Sous couvert d'une fausse identité, Enola a ouvert un cabinet de "spécialiste en recherches, toutes disparitions". Elle est officiellement Ivy Meshle, la secrétaire d'un mystérieux Dr Ragostin que personne ne verra jamais !
A sa grande surprise, son premier client n'est autre que le Dr Watson, l'assistant de son frère Sherlock... Impuissant à retrouver sa sœur, celui-ci souhaite faire appel aux services du Dr Ragostin !
Enola refuse bien sûr la mission. Cependant cette visite la conduit sur la piste d'une passionnante affaire : la disparition de la jeune Lady Cecily, fille de Sir Alistair...
Mon avis :
On retrouve avec plaisir le superbe graphisme de Serena Blasco, avec d'emblée (p.8) une superbe illustration pleine page toute en nuances de mauve ! Qui plus est le style se fait moins classique dans sa structure, avec des mises en page en arc de cercle (p.17, p.50), des plongée (p.27) et contre-plongée (p.40), un flashback à l'encre de Chine (p.47), des zooms (p.38) et des vignettes incrustées dans une grande image (p.56). Le résultat est très réussi !
Côté récit, l'auteur (l'autre, l'écrivain) développe des thématiques esquissées dans le premier tome, à commencer par les atouts féminins comme outils au service de l'investigation : "étant femme moi-même, peut-être pourrais-je noter quelques détails que ces messieurs de la police auraient négligés ?". Etre une femme est définitivement un avantage et Enola est devenue reine dans l'art du déguisement et de la dissimulation ! Corset, postiches et autres voiles lui permettent d'évoluer en toute tranquillité, y compris au nez et à la barbe de son frère ! Mais si "Sherlock semble réellement se faire du souci pour moi", il n'a pas renoncé à ramener sa cadette "dans le droit chemin"... Le sexisme est encore bien prégnant ("bonne à marier, en somme, comme l'auraient voulu mes frères") mais un autre sujet est au centre de cette deuxième aventure : la misère que connaissent certains Londoniens et qui avait déjà choqué Enola à son arrivée. D'ailleurs, la nuit, elle vient en aide aux plus pauvres à sa manière... Son chemin croisera celui d'Alexander Finch, un Marxiste qui "méprise les étiquettes", dénonçant l'exploitation du prolétariat et revendiquant le droit des travailleurs. Comme dans l'album précédent, "le carnet secret d'Enola" en fin d'ouvrage apporte quelques précisions sur ces différentes thématiques.

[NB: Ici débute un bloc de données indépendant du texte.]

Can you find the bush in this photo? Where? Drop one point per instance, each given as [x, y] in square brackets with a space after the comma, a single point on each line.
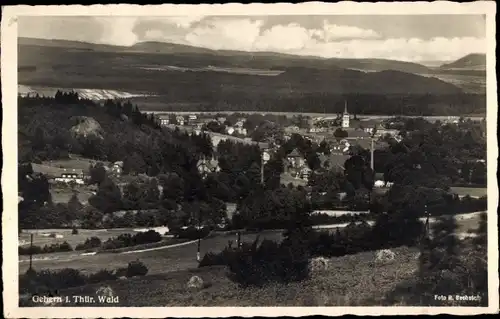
[256, 265]
[53, 248]
[192, 233]
[136, 268]
[127, 240]
[30, 250]
[92, 242]
[102, 275]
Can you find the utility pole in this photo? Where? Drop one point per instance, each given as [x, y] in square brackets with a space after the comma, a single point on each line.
[198, 255]
[264, 158]
[31, 253]
[371, 156]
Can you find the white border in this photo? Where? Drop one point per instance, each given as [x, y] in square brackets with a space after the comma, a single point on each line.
[9, 138]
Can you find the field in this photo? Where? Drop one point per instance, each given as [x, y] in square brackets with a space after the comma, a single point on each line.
[63, 194]
[74, 162]
[349, 281]
[471, 191]
[175, 258]
[236, 83]
[42, 238]
[158, 261]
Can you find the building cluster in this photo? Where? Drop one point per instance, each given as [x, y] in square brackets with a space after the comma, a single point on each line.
[64, 175]
[197, 123]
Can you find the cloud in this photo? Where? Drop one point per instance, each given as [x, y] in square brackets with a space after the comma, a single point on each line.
[329, 41]
[182, 21]
[250, 34]
[226, 34]
[333, 32]
[118, 30]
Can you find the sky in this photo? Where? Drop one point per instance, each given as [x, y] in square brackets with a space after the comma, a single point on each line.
[414, 38]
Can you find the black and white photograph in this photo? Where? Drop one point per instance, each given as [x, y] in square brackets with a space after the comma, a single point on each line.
[249, 157]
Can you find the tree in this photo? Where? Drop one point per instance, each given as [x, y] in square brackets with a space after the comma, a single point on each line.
[92, 218]
[131, 196]
[97, 173]
[134, 164]
[340, 133]
[313, 161]
[108, 198]
[74, 205]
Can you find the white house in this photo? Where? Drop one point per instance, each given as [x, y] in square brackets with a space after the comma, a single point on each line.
[71, 175]
[180, 120]
[345, 118]
[164, 121]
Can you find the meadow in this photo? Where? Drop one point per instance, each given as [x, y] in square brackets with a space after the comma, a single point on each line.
[158, 261]
[471, 191]
[352, 280]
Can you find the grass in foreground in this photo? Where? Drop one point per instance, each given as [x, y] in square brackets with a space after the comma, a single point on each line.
[354, 280]
[471, 191]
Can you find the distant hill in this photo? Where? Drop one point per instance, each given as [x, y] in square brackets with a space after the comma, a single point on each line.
[177, 77]
[474, 61]
[236, 58]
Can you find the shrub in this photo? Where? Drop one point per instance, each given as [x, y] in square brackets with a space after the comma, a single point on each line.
[136, 268]
[192, 233]
[92, 242]
[30, 250]
[255, 264]
[102, 275]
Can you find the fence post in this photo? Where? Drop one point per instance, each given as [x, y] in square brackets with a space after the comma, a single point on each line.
[31, 252]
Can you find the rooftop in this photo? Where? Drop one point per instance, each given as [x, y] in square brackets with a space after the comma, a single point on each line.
[51, 171]
[294, 153]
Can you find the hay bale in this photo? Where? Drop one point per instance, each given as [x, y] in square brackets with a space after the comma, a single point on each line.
[384, 256]
[105, 291]
[195, 282]
[318, 264]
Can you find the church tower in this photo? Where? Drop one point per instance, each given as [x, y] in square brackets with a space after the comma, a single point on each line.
[345, 117]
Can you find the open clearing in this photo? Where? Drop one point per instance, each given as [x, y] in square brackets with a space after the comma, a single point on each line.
[63, 195]
[349, 281]
[158, 261]
[471, 191]
[41, 237]
[175, 258]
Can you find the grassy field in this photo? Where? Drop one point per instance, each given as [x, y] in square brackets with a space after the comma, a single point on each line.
[41, 238]
[170, 259]
[158, 261]
[471, 191]
[75, 161]
[349, 281]
[63, 195]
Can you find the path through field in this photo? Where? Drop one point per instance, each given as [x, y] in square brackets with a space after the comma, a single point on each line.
[164, 259]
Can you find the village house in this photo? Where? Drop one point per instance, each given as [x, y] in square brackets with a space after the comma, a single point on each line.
[117, 168]
[317, 130]
[295, 159]
[164, 120]
[206, 166]
[241, 131]
[180, 120]
[340, 146]
[70, 175]
[221, 119]
[230, 130]
[59, 174]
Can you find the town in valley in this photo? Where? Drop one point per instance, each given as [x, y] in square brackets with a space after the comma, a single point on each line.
[186, 166]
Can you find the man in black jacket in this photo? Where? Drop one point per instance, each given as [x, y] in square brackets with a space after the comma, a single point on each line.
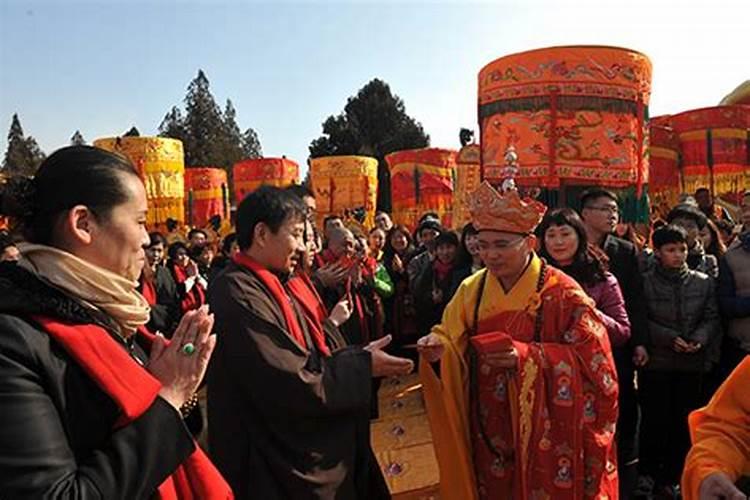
[600, 214]
[165, 311]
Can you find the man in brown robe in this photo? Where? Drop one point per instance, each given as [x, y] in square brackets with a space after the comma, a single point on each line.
[287, 418]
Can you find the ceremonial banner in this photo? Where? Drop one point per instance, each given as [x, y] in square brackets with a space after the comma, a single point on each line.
[345, 185]
[575, 115]
[468, 178]
[161, 164]
[714, 149]
[206, 192]
[249, 175]
[665, 182]
[422, 181]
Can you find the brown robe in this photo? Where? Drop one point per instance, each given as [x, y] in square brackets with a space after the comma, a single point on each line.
[284, 421]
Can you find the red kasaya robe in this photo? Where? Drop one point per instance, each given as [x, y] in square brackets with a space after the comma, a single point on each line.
[542, 431]
[134, 390]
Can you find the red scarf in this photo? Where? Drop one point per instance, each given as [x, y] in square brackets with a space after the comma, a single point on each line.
[148, 290]
[134, 390]
[315, 312]
[193, 299]
[274, 286]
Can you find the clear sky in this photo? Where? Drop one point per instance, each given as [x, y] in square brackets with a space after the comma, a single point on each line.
[102, 67]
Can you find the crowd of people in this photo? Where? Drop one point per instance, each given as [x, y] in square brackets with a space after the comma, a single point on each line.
[563, 353]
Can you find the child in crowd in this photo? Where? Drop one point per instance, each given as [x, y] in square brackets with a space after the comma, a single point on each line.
[683, 319]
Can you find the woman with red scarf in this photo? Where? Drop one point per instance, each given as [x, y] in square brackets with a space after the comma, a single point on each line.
[191, 286]
[436, 285]
[92, 404]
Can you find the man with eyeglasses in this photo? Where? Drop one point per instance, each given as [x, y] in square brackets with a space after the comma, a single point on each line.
[526, 403]
[600, 214]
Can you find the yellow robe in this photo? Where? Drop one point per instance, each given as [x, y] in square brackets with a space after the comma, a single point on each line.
[447, 398]
[720, 433]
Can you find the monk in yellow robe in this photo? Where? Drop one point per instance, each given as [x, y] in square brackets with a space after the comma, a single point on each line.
[526, 402]
[720, 433]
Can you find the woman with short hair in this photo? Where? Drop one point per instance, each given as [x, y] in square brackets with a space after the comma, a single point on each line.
[92, 403]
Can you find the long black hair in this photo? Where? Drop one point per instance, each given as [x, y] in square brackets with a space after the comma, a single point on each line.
[74, 175]
[389, 252]
[464, 257]
[588, 266]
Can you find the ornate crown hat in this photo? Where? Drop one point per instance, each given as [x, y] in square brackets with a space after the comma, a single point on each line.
[504, 210]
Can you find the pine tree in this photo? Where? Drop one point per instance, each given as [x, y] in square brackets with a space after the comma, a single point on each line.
[77, 139]
[210, 136]
[373, 123]
[203, 125]
[173, 125]
[251, 147]
[232, 137]
[23, 155]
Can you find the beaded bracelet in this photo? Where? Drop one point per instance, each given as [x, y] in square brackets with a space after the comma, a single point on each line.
[189, 406]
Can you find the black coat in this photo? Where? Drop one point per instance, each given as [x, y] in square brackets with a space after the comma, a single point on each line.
[56, 425]
[285, 423]
[623, 263]
[166, 313]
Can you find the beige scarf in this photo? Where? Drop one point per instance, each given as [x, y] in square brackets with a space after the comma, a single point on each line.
[95, 286]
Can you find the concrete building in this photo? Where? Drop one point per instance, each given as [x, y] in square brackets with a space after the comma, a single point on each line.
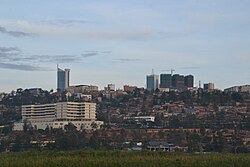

A la fin de l'épisode, après une enquête mouvementée, notre jeune héroïne se trouve à nouveau amenée à amorcer un tournant dans sa vie de fugitive... Vivement la suite !
Patricia Deschamps, février 2017
Les jupes sont faites exprès pour empêcher les femmes de fuir le long des corniches !
Londres, printemps 1889. Le docteur Watson est introuvable ! Voici une nouvelle enquête qui intéresse aussi bien Enola Holmes que son frère Sherlock.
Pour cela, Enola doit se construire un nouveau personnage, le dernier ayant été démasqué lors de sa dernière enquête. Cette fois-ci, elle va se transformer en véritable lady, élégante et raffinée.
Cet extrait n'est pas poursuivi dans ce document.